The upshot of this is that these companies don’t need such big office spaces anymore and many will be down-sizing and using flexible hot desking or hoteling to get the best use out of a smaller, more affordable, space. And let’s not forget all of the small businesses that have had to close their doors for good because sadly they weren’t able to weather the Covid storm – not to mention some of the big names too.
Doing a bit of cursory internet investigation reveals that London and New York are already starting to implement where my head has been leading me, which is the re-development of empty offices and shops into living accommodation. Those empty shops in Strand Street aren’t single storey. Many of the older buildings have storage space upstairs which would have originally been living accommodation. Why not change it back? I have a rose tinted picture going on in my head at this point, of the barren and lifeless streets of central Douglas at night once again being home to families like the ones who were pushed out by the greedy office developers in the 80’s and 90’s; of how it could re-invigorate the town centre and allow more small artisan businesses to flourish, and how diversity, shopping locally and re-building a community of people that truly support each other … is probably a utopian dream.
But hey, it could happen if we gave it a chance couldn’t it? So what of the developers? Instead of chopping down the last 6% of woodland we have on the island (which has made me think of Dr Suess and his story The Lorax) to build on greenfield sites, couldn’t they turn their efforts to converting empty office blocks into residential accommodation instead? The owners of the empty shops in town are going to need to get creative too. The rents they have charged in the past for a spot on the high street are no longer sustainable, and with big brands like Wallis, Top Shop and Burtons all leaving the party there are some substantial buildings whose sad empty faces make walking down the street all rather depressing. But if they were used differently rather than just as retail outlets I’m sure those building could find a new smile.

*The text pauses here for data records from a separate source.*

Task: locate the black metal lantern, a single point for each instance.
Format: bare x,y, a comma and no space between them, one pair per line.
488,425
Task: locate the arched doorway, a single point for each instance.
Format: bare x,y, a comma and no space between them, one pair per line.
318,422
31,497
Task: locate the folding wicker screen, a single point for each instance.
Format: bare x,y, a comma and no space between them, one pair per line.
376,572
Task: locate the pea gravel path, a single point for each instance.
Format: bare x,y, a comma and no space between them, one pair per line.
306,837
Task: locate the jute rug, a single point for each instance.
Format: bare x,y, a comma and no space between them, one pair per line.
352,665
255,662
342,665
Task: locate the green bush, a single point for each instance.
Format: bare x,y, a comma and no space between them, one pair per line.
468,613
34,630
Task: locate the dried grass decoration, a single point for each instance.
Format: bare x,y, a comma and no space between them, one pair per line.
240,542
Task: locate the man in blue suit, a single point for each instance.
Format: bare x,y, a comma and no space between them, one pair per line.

If we re-develop what we already have, that would otherwise sit empty and costing the owners money rather than making it for them, then more people might be able to find somewhere affordable to live. This could be an opportunity to stop gobbling up our green spaces, to re-purpose what we already have and to lessen our impact on the environment; making homes available closer to the places we work, reducing commutes and reducing traffic. Living closer to where we work will also allow people to save money, helping to give our kids that all important chance to get on the housing ladder.

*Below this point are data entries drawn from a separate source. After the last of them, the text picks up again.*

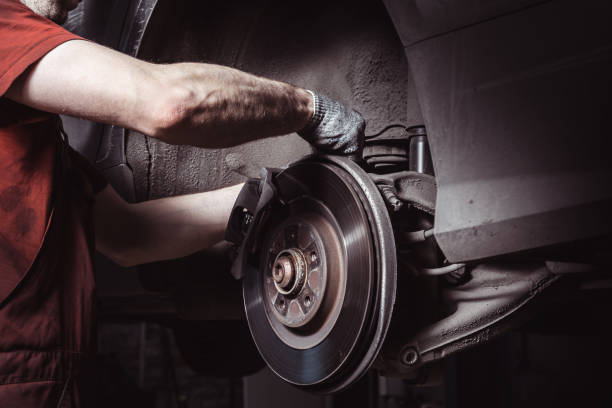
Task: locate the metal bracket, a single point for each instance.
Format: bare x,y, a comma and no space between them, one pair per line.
247,216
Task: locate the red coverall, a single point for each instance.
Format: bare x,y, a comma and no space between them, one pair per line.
47,321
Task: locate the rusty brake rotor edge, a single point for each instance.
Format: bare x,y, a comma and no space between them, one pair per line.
320,292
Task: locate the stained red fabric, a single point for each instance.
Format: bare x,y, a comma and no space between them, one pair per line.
26,143
47,321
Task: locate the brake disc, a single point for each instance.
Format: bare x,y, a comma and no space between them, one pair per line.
320,286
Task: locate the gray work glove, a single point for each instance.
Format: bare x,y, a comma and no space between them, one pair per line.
334,128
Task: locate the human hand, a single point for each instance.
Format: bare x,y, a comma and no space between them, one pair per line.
334,128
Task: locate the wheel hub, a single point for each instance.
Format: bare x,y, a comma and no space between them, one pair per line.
320,286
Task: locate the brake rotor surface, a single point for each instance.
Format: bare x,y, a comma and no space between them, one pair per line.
319,293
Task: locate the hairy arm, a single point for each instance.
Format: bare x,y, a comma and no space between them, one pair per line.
186,103
161,229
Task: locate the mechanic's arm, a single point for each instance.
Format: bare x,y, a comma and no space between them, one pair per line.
167,228
186,103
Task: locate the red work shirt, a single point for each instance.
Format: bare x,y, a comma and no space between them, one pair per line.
27,143
47,308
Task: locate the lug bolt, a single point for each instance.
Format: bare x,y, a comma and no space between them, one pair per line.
283,271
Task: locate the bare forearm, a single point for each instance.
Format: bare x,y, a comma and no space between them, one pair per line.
166,228
225,107
186,103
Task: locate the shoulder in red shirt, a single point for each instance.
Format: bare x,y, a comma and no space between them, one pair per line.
27,143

Of course, all of this needs a government with some backbone with a planning department that is led by someone prepared to root out what appears to be systemic bad practice, and is sensitive to the revolt of the Manx people against green belt development. There is a changing tide of sentiment towards a greener and more sustainable way of living but it’s not happening quickly enough. We have an election coming up in September. I urge you to take an interest, listen to what the candidates have to say and to choose wisely. It’s our opportunity to elect MHK’s who care passionately about our island, who are not self serving and who are prepared to stand up and fight for – what I believe we are struggling to hold onto given current events – our island biosphere.